Sports Commentary: Quarterback position is still the weakest link

Teddy Gelman Teddy Gelman

BY
MANAGING SPORTS EDITOR

The most frustrating part about Saturday’s loss to No. 1 ranked James Madison was not the woeful 89 pass yards Delaware registered –– or the three turnovers by the Blue Hens, oor the sensational effort by the defense that was wasted by a failing offense, or the less-than-three-quarters-full Delaware Stadium for a game against the top team in the country –– but it was that the Blue Hens’ legitimate bid to upset their archrival was ultimately defined by offensive deficiency and instability.

Quarterback Joe Walker showed a few rare spurts of speed and agility –– as he often does –– but was once again doomed by a consistent stream of telegraphed passes and poor decisions in the pocket. His 15-yard touchdown pass to wide receiver Jamie Jarmon, when he used his speed to extend the play before throwing a dart to Jarmon in the endzone, provided a reminder of what Walker could be. Yet this version of Walker is only an illusion, a glimpse of what former Head Coach Dave Brock saw when he recruited Walker prior to the 2014 season.
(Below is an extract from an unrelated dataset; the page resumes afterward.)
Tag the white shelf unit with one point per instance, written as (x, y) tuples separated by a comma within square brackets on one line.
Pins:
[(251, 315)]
The authentic version of Walker represents a frustrating reality. In his third year as the Hens starting quarterback, Walker’s progression on the field is slow and sporadic. After throwing for a total of 954 yards with three touchdowns and six interceptions last season –– in six games under Brock and five under interim coach Dennis Dottin-Carter following Brock’s firing –– Walker opened the 2017 season by throwing for a career high in passing in two of the first three games under Head Coach Danny Rocco.

He’s thrown four touchdowns in four games this season –– more than he had all of last season –– while collecting 557 yards in the air, over half of what he threw for all of last season.

Yet Walker’s performance so far this season will be remembered by what he did not do Saturday against James Madison, as opposed to what he did do against Delaware State, Virginia Tech and Cornell.

The redshirt junior struggled mightily against the JMU defense –– ranked No. 1 in the CAA –– throwing for 47 yards on 5-11 passing with a touchdown and two turnovers. And while Walker’s deficiencies are magnified by the exceptional effort of the Blue Hens’ defense –– which kept Delaware in the game, giving up only 13 points to what many consider the best offense in the country –– the harsh reality is that with Walker at the helm, Delaware’s chances to score a touchdown late in the fourth quarter to tie the game were marginally low.

The even harsher reality is that there appears to be no other QB on the roster who would have given Delaware a better shot. Rocco clearly recognizes this, which could explain in large part why Walker won the starting job over transfer J.P. Caruso in August.

But the stagnant and meager play by the Delaware offense Saturday afternoon earned Rocco’s disapproval, which reached a peak mid-way through the fourth quarter when he benched Walker for Caruso. Upon entering the game, Caruso appeared uncomfortable and awkward, completing two passes on seven attempts.

Monday afternoon, Rocco said that he expected “some element of breakthrough” from Walker on Saturday. Rather, Walker regressed, and Rocco did not specify who would start this Saturday against Stony Brook.

While the offense prepares for a critical game against CAA-leading Stony Brook, it finds itself operating as it did in August: with both quarterbacks splitting reps, unable to take charge of the Rocco offense. Another talented defense looms this weekend, and it’s now very clear: the quarterback position remains as the weakest link on the team.